There's also a financial and emotional layer. Turning down work or changing availability triggers my anxiety around stability and letting people down, even when I know the change is reasonable.
That means, for me, boundary setting is not about willpower or habits. It's about unlearning patterns that equate availability with value, and replacing them with a more sustainable definition of good work.
So I'm in a transition phase. Alongside a client heavy schedule, I'm also building my business, which requires additional time and energy. This means I'm often balancing delivery and growth at the same time, which reinforces how unsustainable the current setup is.
What's been challenging
One experiment was deciding that Friday mornings would be a "morning off", with no client sessions booked.
In theory, this created space. In practice, I filled that time with admin and business tasks. I realised that although I wasn't with clients, I also wasn't resting. I noticed that having a client session in the afternoon made it harder to mentally switch off in the morning and the time didn't feel like time off.
The fact I'm writing this blog on a day that was meant to be a day off reinforces how deeply ingrained my patterns are.

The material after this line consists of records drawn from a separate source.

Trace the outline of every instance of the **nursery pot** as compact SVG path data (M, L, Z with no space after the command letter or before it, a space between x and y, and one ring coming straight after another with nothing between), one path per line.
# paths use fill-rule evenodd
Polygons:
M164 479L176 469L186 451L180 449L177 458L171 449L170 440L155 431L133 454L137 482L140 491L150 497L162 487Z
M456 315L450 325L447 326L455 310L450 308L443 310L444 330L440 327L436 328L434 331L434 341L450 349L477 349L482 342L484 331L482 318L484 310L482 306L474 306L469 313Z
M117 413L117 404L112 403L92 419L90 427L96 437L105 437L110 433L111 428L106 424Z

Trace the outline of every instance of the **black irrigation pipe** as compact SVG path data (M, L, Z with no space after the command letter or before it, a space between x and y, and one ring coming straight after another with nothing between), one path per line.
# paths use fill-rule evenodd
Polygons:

The biggest challenge remains the mindset. I know what I should do, but I often find myself staring at my next week's calendar unsure how to add in rest. And when I do remove availability from my calendar, a few days later, I find myself adjusting my calendar again to offer "just one more hour".
What I'm learning
I already knew that this wasn't a time management issue, but a behaviour and identity shift - this challenge has reminded me this and that it isn't easy to change (but more important than ever). They key to genuine behaviour change is to address the structure and the mindset at the same time.

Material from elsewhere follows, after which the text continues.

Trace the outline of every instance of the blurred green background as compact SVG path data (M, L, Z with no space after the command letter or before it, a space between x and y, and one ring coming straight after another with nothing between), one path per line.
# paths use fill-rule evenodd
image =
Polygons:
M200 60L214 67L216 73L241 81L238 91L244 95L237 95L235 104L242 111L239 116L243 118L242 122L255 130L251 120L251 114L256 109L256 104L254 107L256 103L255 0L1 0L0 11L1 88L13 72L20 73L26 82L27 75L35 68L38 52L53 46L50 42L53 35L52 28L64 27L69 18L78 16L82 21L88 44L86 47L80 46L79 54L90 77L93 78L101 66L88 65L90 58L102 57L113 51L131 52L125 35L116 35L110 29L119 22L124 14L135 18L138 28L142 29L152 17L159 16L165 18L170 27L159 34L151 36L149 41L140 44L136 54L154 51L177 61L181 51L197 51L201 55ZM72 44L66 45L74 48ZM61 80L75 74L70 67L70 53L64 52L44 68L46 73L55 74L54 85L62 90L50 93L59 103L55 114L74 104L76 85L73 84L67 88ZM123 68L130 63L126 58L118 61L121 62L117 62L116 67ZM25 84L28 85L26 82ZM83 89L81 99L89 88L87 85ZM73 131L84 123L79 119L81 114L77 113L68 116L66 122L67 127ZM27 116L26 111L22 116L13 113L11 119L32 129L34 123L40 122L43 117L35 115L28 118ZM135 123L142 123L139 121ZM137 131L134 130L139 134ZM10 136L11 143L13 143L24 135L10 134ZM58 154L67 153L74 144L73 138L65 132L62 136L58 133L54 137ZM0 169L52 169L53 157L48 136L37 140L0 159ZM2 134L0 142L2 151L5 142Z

I'm also learning that partial time off doesn't work particularly well for me when the time off is in the morning. A morning off still keeps me in work-mode and to properly reset, I need either:
a full afternoon off, or
a clearly defined admin day that is separate from rest
What I'll adjust next
I'm focusing on gradual, structural changes that help me practise new behaviours safely. In practical terms, that means:
making boundaries visible and non-negotiable - I've added blocks in my diary that are clearly labeled as time off, and I'm treating them like client appointments. I've colour-coded them so my brain treats them differently to flexible work blocks
experimenting with small changes instead of trying to change everything at once. Currently, I'm testing one consistent boundary (Thursday afternoons "off" and Friday mornings "admin")

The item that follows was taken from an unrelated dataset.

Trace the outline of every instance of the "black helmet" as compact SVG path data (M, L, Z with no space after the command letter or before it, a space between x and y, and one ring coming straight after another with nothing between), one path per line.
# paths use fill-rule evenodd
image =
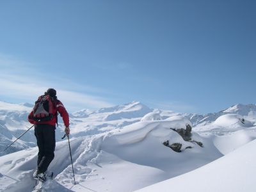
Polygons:
M45 95L49 95L51 97L55 97L56 95L56 93L57 93L57 92L56 92L56 90L54 90L53 88L49 88L45 93Z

separating responsibility from availability (affirming this when I have the urge to add "just one more hour" by telling myself "my value isn't measured by how much I can squeeze into a calendar. It's measured by the quality and consistency of what I do sustainably")
continuing to reflect on emotional reactions to saying no, not just the outcomes - I've added a task on my management app once a week for a short end-of-week reflection (what worked, what felt hard, what I learned)
accountability without pressure - sharing my boundary with my coach and asking them to check in on my behaviour (not outcomes) to give myself external reinforcement without making me feel like I failed if a client asks for an extra session
celebrating sticking to boundaries (even small ones)
Closing reflections
None of these reflections are finished, and that's intentional.
Progress doesn't usually show up as neat before and after moments, but more like noticing patterns, questioning assumptions, and adjusting how you respond while you're still in it.
This process has reminded me that reflection is most useful when it's honest, structured and ongoing. It's not about judgement or blame.
Whether you're reflecting on a single project, a habit you're trying to build, or a deeper behaviour change like boundaries, the questions stay largely the same. What changes is the patience you give yourself while the shift is happening.